第32話-“彼女”のこと
王宮を出て城の大門の前に行くと、イングリスの近衛騎士が一人、黒馬を引いて待っていた。
「トラスダン王国クリストファー殿下で御座いますか?」
「はい。クリストファー・シャルロンド・アーティ・トラスダンです。」
フルネームと共に身分証明として身に付けているトラスダンの王族の証である百合の紋章を刻んだ銀色のペンダントを見せる。するとペンダントを確認して馬の手綱とローブを渡してくれた。
「ウィリアム王太子殿下より、こちらをお使い下さいとの事です。」
騎士から渡された黒く分厚いローブを羽織ると馬に跨り馬を者の者の外へと向ける。走り出す前に、見送りの騎士に声を掛ける。
「恩に着る。ウィリアム殿下とサユ姫にご多幸を願うとお伝え下さい。」
騎士はニコリと笑い頷いた。
「賜りました。」
そして、すぐさま王城を出て寝静まった城下町を風の様に駈けていく。
今の時期ならまだ積雪には早いが、風はとても冷たく、息は白く過ぎ去っていく。
馬を乗り潰さずに行くなら二日ほど掛かる道のりだ。
国境を抜けたらルベルジュで情報を集め、王都に帰り、ゾエを助け出す。
僕が先に帰ったことは、おそらく現地の部下には明日の朝に知らされ、トラスダンに知らせが行くよりも先に帰り着ける筈だ。
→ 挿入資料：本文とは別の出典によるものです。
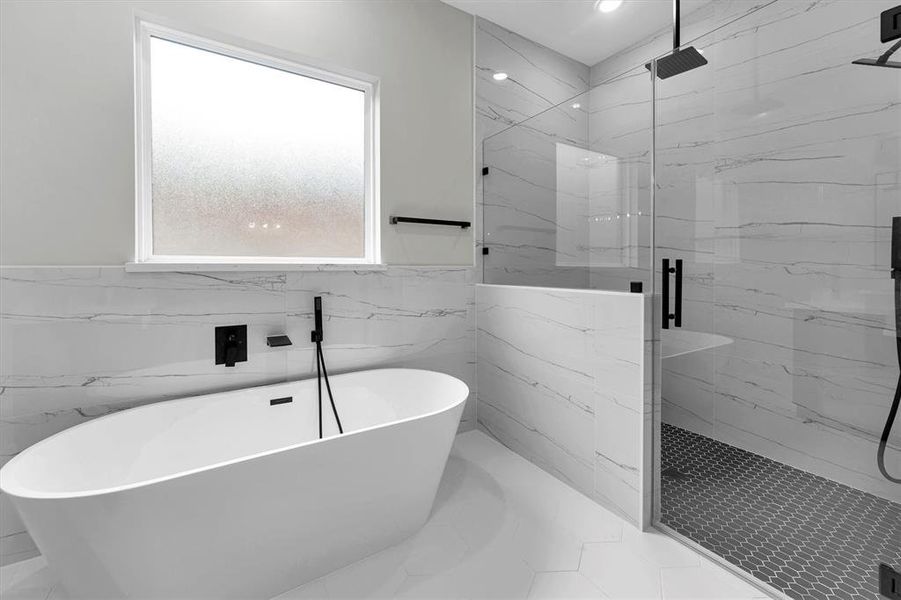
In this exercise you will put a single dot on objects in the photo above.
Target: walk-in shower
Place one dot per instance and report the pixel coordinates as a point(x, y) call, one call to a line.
point(772, 175)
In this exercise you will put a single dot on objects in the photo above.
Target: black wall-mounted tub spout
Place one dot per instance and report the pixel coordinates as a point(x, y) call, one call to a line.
point(231, 345)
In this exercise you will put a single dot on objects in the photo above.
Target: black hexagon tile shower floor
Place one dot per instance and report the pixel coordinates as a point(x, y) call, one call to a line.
point(810, 537)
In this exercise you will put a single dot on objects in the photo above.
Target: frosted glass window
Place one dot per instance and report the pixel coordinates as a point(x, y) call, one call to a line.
point(250, 161)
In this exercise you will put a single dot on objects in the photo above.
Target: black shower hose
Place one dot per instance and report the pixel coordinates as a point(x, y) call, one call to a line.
point(893, 411)
point(321, 374)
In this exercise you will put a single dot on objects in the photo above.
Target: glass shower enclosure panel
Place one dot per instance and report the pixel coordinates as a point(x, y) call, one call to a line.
point(566, 196)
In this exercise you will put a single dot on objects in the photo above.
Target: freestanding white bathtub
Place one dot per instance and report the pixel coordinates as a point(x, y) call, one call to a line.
point(229, 496)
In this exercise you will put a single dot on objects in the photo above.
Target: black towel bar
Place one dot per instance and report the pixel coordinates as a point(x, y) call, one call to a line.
point(396, 220)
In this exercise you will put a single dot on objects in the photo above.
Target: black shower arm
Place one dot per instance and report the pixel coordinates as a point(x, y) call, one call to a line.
point(884, 58)
point(676, 25)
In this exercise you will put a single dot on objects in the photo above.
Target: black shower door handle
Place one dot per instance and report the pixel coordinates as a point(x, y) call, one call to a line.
point(676, 316)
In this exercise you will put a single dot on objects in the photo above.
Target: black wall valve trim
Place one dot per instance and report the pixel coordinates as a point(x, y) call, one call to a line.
point(231, 345)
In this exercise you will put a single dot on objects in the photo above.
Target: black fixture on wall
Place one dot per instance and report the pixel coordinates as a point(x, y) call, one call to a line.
point(893, 411)
point(317, 336)
point(461, 224)
point(231, 345)
point(890, 29)
point(676, 271)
魔女狩りなんて歴史書でしか見た事がない。恐らくゾエの予言書を危険視した貴族の誰かが国王に進言したのだろう。
他にあの国を騒がせるような不可思議な者は居ない。
面会を申請していたのでは、国王との問答になり恐らく間に合わない。魔女とはその目で民を魅了し洗脳する危険があるという記述が歴史書にあるのだから、信じているのならまず面会などさせないだろう。
裁判の日までに魔女に罪を自白させ、裁判にてその罪を認めさせた後に聖なる業火で火炙りにして処刑するのだ。
「……冗談じゃない。」
彼女の予言書があったから飢饉を起こさずに済んだのだ。彼女が居なかったら何万何千という民が飢えに苦しみ命を落としていた。感謝こそすれど、魔女などという不名誉な称号を与え処刑するなんて間違っている。
だから僕は人知れず彼女を助け出さなければならない。王子として表立って助けるのはその後からだ。
「こんな事になるのなら、もっと継承争いに乗っておくんだった。」
馬を走らせながら苦笑する。僕には国内での後ろ盾が無い。リュシアン兄上に事情を説明して味方になってもらう?
彼もかなりの野心家だ。ゾエを利用しようと考えるだろう。僕に力が無い以上ゾエを奪われる可能性もある。
彼女をイングリスに亡命させて、安全を確保してから今後を考えた方がいい。
「彼女……か。」
まだ確定ではないのだけど。嬉しくて口元に笑みが浮かぶ。一つ、“彼女”の事が分かったのだ。嬉しくないはずが無い。